The Interdisciplinary Approach
Blog post by JMM intern Marisa Shultz. To read more posts from JMM interns, past and present, click here.
One of my least favorite expressions in the English language is: “I’m an English major; I can’t do math.” As an former English major myself, I’ve heard this phrase a lot: in restaurants when it’s time to split the check, in classrooms when not enough copies were made, and in all of the other various places where people in the English field are asked to deal with numbers instead of letters.
I went to a liberal arts college, Gettysburg College, if you want to be specific, and at Gettysburg, I was taught to appreciate the interconnectedness of the academic disciplines.

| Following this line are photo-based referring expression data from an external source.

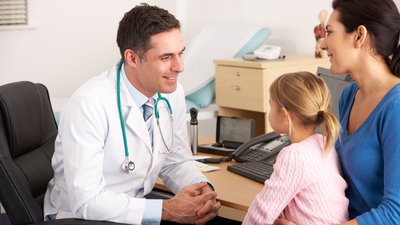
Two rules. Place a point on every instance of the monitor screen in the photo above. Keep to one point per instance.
(234, 129)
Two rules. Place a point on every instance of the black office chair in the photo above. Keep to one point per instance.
(27, 134)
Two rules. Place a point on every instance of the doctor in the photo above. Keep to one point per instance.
(107, 157)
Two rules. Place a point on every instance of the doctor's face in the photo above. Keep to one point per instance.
(159, 69)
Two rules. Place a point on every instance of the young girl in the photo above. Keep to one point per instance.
(306, 186)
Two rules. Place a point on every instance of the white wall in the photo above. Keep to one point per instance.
(74, 40)
(71, 41)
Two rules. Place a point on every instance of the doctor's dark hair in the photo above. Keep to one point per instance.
(139, 24)
(382, 20)
(307, 97)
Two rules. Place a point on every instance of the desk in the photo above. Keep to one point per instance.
(235, 192)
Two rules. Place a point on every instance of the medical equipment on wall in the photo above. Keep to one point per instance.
(128, 165)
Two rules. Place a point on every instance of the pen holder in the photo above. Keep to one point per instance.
(193, 130)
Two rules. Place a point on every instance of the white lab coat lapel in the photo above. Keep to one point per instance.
(165, 127)
(133, 117)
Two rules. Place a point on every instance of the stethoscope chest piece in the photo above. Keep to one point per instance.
(127, 165)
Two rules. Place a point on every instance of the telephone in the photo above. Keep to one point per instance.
(261, 147)
(268, 51)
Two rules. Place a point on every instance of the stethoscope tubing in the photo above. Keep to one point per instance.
(128, 162)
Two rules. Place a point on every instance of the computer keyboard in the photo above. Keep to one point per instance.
(255, 170)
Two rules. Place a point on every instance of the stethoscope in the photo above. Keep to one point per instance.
(128, 165)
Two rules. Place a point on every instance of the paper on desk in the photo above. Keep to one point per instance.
(203, 167)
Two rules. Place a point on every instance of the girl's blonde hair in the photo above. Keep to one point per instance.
(307, 96)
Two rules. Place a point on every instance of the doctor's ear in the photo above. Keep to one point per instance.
(360, 36)
(131, 58)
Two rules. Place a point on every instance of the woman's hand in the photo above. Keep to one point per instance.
(283, 222)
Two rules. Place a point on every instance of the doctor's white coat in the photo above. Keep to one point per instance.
(88, 180)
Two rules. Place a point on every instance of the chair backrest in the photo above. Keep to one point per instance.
(27, 134)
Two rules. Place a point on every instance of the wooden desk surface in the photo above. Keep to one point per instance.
(233, 191)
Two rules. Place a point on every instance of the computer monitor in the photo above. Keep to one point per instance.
(336, 83)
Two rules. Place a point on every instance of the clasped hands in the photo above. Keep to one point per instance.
(194, 204)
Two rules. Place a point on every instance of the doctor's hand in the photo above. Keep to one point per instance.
(210, 208)
(185, 205)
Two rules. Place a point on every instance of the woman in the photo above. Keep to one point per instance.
(363, 40)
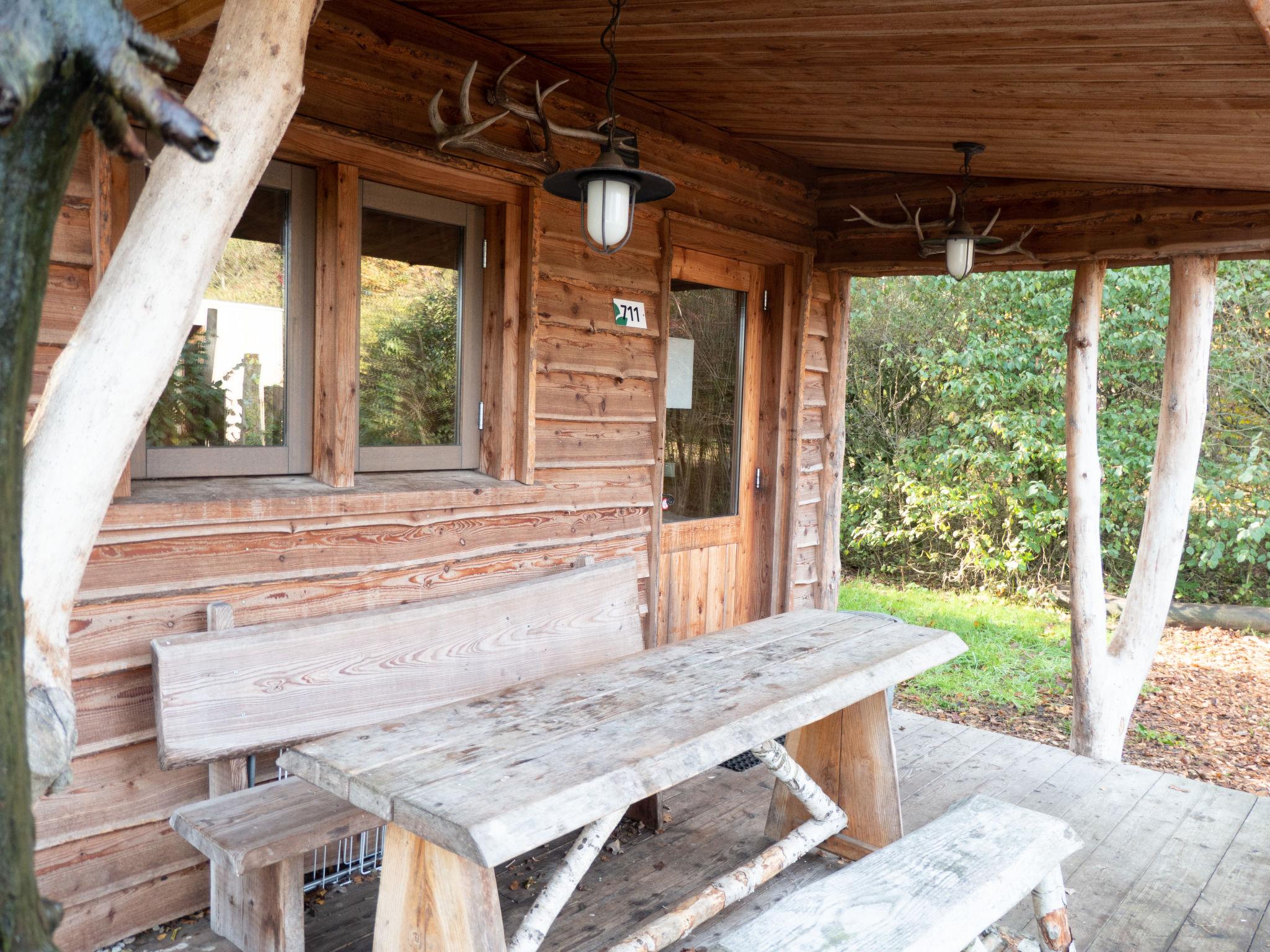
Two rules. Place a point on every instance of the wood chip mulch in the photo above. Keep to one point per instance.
(1204, 712)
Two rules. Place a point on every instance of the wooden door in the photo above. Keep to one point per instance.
(708, 559)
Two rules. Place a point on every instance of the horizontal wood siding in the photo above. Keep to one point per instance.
(281, 547)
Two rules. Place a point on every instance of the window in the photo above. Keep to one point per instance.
(703, 407)
(419, 332)
(241, 397)
(241, 400)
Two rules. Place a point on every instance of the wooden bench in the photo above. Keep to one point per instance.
(935, 890)
(230, 694)
(471, 786)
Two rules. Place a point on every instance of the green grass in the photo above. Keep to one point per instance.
(1015, 651)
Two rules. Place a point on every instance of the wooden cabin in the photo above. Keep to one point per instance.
(1129, 133)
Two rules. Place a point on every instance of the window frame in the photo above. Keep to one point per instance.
(295, 456)
(465, 455)
(739, 408)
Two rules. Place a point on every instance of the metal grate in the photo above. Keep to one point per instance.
(744, 762)
(335, 863)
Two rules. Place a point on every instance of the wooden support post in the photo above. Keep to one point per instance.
(262, 910)
(851, 756)
(432, 901)
(1049, 904)
(335, 330)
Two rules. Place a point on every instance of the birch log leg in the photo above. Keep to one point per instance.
(584, 852)
(1106, 679)
(432, 901)
(109, 379)
(1085, 503)
(825, 819)
(1049, 904)
(853, 757)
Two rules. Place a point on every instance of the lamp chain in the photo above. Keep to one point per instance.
(609, 43)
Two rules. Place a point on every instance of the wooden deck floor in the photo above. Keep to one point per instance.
(1169, 863)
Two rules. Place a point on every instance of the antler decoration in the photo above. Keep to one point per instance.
(598, 133)
(915, 221)
(468, 135)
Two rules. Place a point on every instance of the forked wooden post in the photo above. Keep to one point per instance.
(432, 901)
(853, 757)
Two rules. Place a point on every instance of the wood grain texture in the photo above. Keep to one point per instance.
(551, 756)
(1075, 221)
(833, 442)
(335, 329)
(851, 756)
(115, 637)
(500, 347)
(269, 685)
(251, 829)
(933, 891)
(773, 75)
(262, 910)
(432, 901)
(528, 337)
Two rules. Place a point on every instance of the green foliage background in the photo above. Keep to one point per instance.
(956, 443)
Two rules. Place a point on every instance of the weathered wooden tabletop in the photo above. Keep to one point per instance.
(504, 774)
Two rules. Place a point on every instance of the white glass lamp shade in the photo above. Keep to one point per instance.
(959, 257)
(609, 213)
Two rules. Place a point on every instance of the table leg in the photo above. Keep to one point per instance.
(432, 901)
(853, 757)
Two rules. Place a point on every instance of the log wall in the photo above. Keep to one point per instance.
(286, 547)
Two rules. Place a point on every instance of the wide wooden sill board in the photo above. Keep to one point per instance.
(155, 505)
(504, 774)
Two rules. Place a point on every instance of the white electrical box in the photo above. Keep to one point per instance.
(678, 375)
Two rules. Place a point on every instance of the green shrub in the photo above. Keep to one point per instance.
(956, 432)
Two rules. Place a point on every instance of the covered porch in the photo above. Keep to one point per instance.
(558, 448)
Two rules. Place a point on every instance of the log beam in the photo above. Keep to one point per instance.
(1075, 221)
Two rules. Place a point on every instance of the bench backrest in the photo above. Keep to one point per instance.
(221, 695)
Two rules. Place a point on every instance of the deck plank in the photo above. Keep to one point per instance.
(1233, 902)
(1110, 871)
(1160, 901)
(1139, 832)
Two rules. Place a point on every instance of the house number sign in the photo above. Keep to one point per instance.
(629, 314)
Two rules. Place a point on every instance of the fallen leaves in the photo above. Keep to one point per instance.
(1203, 714)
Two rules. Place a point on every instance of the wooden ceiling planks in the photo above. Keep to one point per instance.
(1075, 221)
(1162, 92)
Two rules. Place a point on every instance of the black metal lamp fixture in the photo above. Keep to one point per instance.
(961, 240)
(609, 190)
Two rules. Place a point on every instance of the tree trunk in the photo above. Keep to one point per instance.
(35, 168)
(1106, 678)
(60, 63)
(111, 375)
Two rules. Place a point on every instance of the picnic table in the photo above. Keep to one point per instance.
(478, 783)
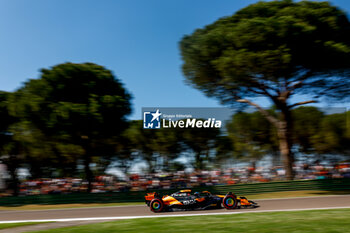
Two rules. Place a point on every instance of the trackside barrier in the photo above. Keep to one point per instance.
(331, 185)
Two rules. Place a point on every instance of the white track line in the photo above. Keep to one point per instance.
(307, 197)
(164, 216)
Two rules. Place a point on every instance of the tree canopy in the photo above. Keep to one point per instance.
(272, 49)
(80, 109)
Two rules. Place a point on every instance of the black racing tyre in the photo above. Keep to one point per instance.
(229, 202)
(156, 205)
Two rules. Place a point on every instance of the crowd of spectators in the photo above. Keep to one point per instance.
(181, 179)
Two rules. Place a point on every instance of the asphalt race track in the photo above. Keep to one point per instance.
(140, 211)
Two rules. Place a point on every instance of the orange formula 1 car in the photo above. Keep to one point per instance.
(185, 200)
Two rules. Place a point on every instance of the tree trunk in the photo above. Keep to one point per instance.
(285, 143)
(88, 172)
(14, 178)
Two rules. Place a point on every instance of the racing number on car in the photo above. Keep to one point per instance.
(189, 202)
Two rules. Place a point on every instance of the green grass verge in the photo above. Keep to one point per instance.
(12, 225)
(297, 221)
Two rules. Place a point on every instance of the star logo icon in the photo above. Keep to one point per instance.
(156, 115)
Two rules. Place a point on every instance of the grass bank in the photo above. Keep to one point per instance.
(297, 221)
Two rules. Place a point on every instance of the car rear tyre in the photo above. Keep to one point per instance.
(229, 202)
(156, 205)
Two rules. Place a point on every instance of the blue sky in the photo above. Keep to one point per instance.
(136, 39)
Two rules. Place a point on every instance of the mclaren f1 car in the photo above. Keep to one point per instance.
(185, 200)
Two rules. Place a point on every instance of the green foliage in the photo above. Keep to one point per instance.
(252, 136)
(72, 112)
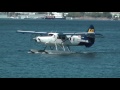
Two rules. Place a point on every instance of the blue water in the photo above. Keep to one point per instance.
(102, 60)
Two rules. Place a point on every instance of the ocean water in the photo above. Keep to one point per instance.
(102, 60)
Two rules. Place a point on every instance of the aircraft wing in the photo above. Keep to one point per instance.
(98, 35)
(30, 32)
(75, 33)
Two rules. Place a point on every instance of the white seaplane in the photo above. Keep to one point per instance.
(61, 42)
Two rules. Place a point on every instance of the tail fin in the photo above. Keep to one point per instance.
(91, 29)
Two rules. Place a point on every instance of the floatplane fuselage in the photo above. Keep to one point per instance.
(63, 40)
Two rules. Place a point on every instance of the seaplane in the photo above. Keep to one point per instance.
(60, 42)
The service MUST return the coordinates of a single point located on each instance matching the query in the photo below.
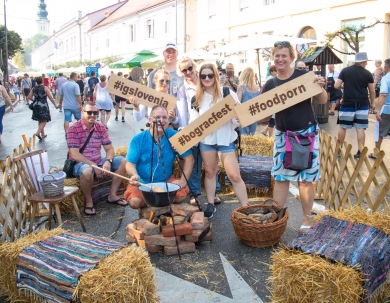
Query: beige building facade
(224, 21)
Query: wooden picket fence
(346, 182)
(14, 209)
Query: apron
(335, 94)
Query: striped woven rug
(350, 244)
(50, 269)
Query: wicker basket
(257, 234)
(53, 183)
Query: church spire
(42, 13)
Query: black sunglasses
(203, 77)
(284, 43)
(190, 68)
(90, 112)
(166, 81)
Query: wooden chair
(34, 190)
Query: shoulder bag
(69, 164)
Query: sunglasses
(162, 81)
(284, 43)
(90, 112)
(203, 77)
(184, 71)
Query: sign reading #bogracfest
(277, 99)
(145, 95)
(204, 125)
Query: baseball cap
(170, 45)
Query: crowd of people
(150, 156)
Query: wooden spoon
(153, 188)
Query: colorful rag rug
(351, 244)
(51, 269)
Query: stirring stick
(153, 188)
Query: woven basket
(257, 234)
(53, 183)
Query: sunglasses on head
(90, 112)
(184, 71)
(203, 76)
(162, 81)
(284, 43)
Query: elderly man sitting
(143, 169)
(76, 137)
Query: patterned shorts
(283, 174)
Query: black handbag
(69, 164)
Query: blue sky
(21, 14)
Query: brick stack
(191, 227)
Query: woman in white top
(161, 81)
(221, 142)
(103, 101)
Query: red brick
(161, 240)
(139, 235)
(131, 239)
(181, 230)
(184, 247)
(197, 220)
(209, 236)
(198, 234)
(146, 227)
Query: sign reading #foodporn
(145, 95)
(277, 99)
(204, 125)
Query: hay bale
(124, 276)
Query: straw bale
(9, 253)
(357, 214)
(125, 276)
(304, 278)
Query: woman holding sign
(220, 143)
(161, 81)
(300, 120)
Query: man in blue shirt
(383, 107)
(143, 169)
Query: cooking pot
(160, 199)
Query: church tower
(42, 22)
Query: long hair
(200, 88)
(247, 78)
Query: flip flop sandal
(91, 209)
(117, 202)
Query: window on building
(211, 44)
(269, 2)
(244, 4)
(212, 9)
(149, 28)
(132, 33)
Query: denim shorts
(68, 114)
(218, 148)
(80, 166)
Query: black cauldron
(155, 199)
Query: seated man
(76, 137)
(140, 165)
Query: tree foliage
(14, 44)
(352, 35)
(31, 44)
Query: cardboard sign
(277, 99)
(145, 95)
(204, 125)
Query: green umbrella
(133, 61)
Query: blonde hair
(247, 78)
(280, 46)
(200, 89)
(159, 72)
(185, 60)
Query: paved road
(223, 270)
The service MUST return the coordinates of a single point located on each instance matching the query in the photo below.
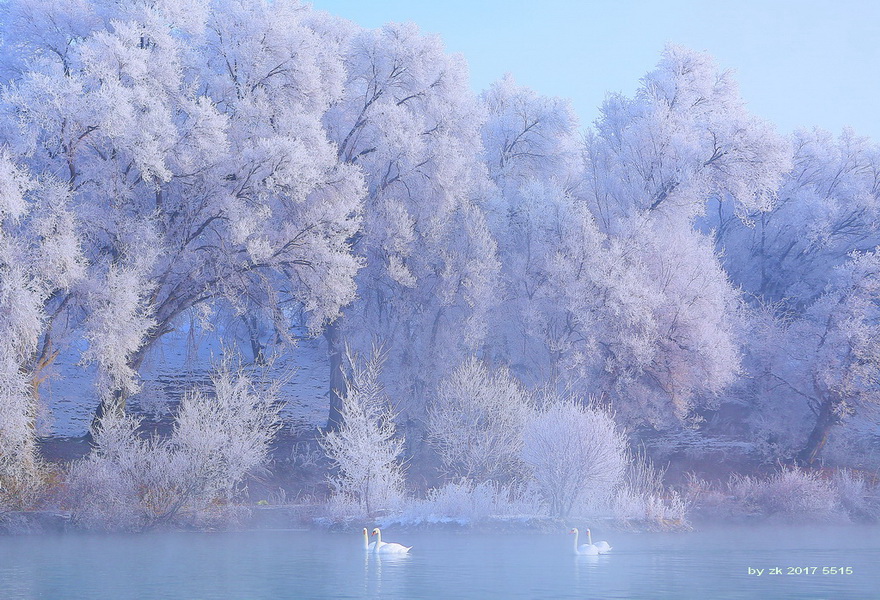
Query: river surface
(812, 562)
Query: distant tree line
(276, 165)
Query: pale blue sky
(799, 63)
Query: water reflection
(383, 573)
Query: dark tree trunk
(825, 420)
(115, 403)
(337, 376)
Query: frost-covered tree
(365, 449)
(220, 436)
(40, 261)
(809, 293)
(191, 143)
(531, 150)
(573, 451)
(651, 306)
(475, 423)
(408, 120)
(684, 139)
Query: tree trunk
(337, 376)
(115, 402)
(825, 420)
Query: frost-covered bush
(132, 482)
(642, 496)
(790, 493)
(466, 501)
(857, 496)
(40, 260)
(367, 475)
(574, 452)
(476, 423)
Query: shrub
(573, 451)
(475, 424)
(129, 482)
(365, 450)
(792, 492)
(856, 496)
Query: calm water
(299, 564)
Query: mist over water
(712, 563)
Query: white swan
(368, 545)
(388, 547)
(583, 549)
(602, 546)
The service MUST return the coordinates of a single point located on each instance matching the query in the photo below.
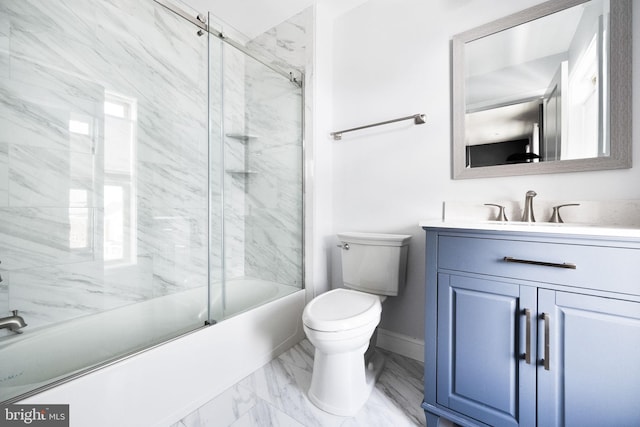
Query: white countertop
(536, 227)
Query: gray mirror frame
(620, 98)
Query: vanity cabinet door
(482, 335)
(590, 374)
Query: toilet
(341, 323)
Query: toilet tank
(374, 262)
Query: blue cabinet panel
(531, 344)
(479, 350)
(594, 374)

In my English classes we talked about history, linguistics, and philosophy (three fairly obvious choices), but also science, politics, fine art, religion, and, yes, even math. In my mind, being good at English and being good at math are not mutually exclusive, and sometimes even, knowledge in both is essential to navigating and understanding our world.
Okay, I feel a bit better after venting about that, but what does my very specific pet peeve have to do with museums and museum design?
Perhaps there is a more formal or codified term for this, but the interdisciplinary approach is when an activity, program, tour, lesson plan, whatever it maybe, bridges the gap between one academic discipline and another. Sometimes that bridge is small: taking the time to talk about the historical context of the Holocaust while teaching a book like Number The Stars. Or maybe the bridge is a bit bigger and you’re analyzing how Lewis Carroll infused Alice in Wonderland with hidden mathematical patterns and concepts. These examples are, of course, both geared towards an English classroom, but museums can take the same approach too.
I saw several really excellent examples of the interdisciplinary approach while touring the Smithsonian Institute’s National Museum of Natural History and National Gallery of Art this past Friday, and I’d like to talk a little bit about one of those examples and how it was a vitalizing force for the museum.
The interns decided that we were going to take a really interesting and unique tour at the National Gallery of art entitled: Dragons in Art. I really, really like dragons, so I was super hyped to see some paintings and learn more about this motif.
So not only was the topic interesting, but Bela Demeter (the docent) used to work at the National Zoo as a herpetologist and more specifically he worked with the zoo’s snakes. Demeter designed this tour based upon his particular and different interests and expertise. He hand-picked the paintings and designed supplementary materials, and he brought some really interesting and unique knowledge to the tour: he could tell us about what kind of snake was in the painting, whether or not an artist had actually seen a snake or was just giving it their best guess, how the snake and dragon motifs are intertwined, and how their portrayal changes based upon culture.
He could do this because he embraced his background, and because he was willing to bridge the gap between science and fine art. What he created was a one of a kind tour, and I left having felt that I had engaged in a special experience, one that was frankly, unforgettable.